For many of us, our first experiences of Issey Miyake came via the scent of L'eau d'Issey. A distinctive fragrance of the 90s, it was on our mothers, our friends, on bodies at the clubs. It summed up the Issey Miyake effect perfectly. For the designer who passed away from cancer at the age of 84 earlier this month, and whose death was publicly announced on August 9th, 2022, his influence was as widespread as a fragrance that almost anyone who was alive in the 90s had a scent memory attached to, to the black turtleneck of choice for Steve Jobs.
The Japanese designer was never preoccupied with themes and trends, he was focussed, mind and body, on process, form, technicality. The fantasy was secondary, and in its place, a legacy of attention towards the possibility of fabric and the way that it could be integrated into everyday life with an unmistakeable sense of energy and joy has been left behind.

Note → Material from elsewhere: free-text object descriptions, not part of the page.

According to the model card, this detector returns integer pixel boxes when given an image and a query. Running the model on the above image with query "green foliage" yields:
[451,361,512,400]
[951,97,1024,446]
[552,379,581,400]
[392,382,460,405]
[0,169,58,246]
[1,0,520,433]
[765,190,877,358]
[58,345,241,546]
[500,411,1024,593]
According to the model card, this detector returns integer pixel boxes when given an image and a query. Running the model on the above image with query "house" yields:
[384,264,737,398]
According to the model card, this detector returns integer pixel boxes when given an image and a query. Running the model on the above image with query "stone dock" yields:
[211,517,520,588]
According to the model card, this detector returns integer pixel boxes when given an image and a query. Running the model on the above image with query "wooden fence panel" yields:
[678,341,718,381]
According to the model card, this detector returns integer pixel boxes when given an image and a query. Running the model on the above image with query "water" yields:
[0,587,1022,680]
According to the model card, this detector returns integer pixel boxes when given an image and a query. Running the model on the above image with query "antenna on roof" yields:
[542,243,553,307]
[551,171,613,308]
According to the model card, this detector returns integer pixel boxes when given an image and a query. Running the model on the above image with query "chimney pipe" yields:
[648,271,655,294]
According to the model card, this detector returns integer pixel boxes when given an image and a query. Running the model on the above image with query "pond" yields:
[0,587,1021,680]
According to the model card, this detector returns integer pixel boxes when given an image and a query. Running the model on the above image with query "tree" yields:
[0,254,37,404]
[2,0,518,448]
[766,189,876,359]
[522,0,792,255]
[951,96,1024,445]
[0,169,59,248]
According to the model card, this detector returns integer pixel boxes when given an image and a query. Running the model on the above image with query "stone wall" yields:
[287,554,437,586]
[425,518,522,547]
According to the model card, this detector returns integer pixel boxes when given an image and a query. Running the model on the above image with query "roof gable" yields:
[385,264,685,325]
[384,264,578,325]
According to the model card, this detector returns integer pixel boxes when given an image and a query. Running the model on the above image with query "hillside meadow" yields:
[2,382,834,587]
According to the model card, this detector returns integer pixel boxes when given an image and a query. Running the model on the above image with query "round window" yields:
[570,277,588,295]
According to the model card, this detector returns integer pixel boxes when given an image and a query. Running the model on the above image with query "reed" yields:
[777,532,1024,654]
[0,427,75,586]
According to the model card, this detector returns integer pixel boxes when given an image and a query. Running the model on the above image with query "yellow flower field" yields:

“Clothing is the closest thing to all humans,” Miyake told the New York Times in 2016. “All design intersects, there are no boundaries between art, design, and other creative activities… All of my work stems from the simplest of ideas that go back to the earliest civilizations: making clothing from one piece of cloth. It is my touchstone.” His practices, which hailed from ancient and traditional techniques, rendered distinctly unmistakable silhouettes that bound tradition with innovation and futuristic foresight, most noticeable in his famed Pleats Please collections. One of Miyake's most defining moments in his design legacy, the introduction of pleats was first shown in 1993, after he designed a series of costumes for a performance by William Forsythe’s Frankfurt Ballet company in 1991.
It was later, that dance would become a signature touchpoint for the house, constantly returning to the idea of movement and how we move within our clothing, which traces back to Miyake's youth, wherein the designer was drawn to dance at an early age before discovering his sister's fashion magazines. It was from there that Miyake went on to study graphic design at the Tama Art University in Tokyo, where his work often referenced fashion and clothing. Following his studies in Japan, he travelled to New York and then to Paris, where he would secure apprenticeships with Guy Laroche and Hubert De Givenchy. In 1970, Issey Miyake founded his eponymous design studio, and a mere three years later, was invited to appear on the first Paris ready-to-wear calendar in 1973.
Although Miyake passed the reigns of design for menswear on in 1994 and then womenswear in 1999, the brands identity and his stewardship for his designers was by that time so solid, that all Miyake needed to do was oversee final designs. His legacy was already in place, and the accordian-like folds of his Pleats Please line, the scent of L'eau d'Issey, the graphic triangles of his 2000-era Bao Bao bags, his architecturally-forward way of conceptualising the clothing we wear in the most minimal way had already marked his influence in the fashion industry and world at-large.
For Miyake, his process boiled down to “think of things that can be created, not destroyed, and that bring beauty and joy.” May we remember one of our era's most prolific designers in his words.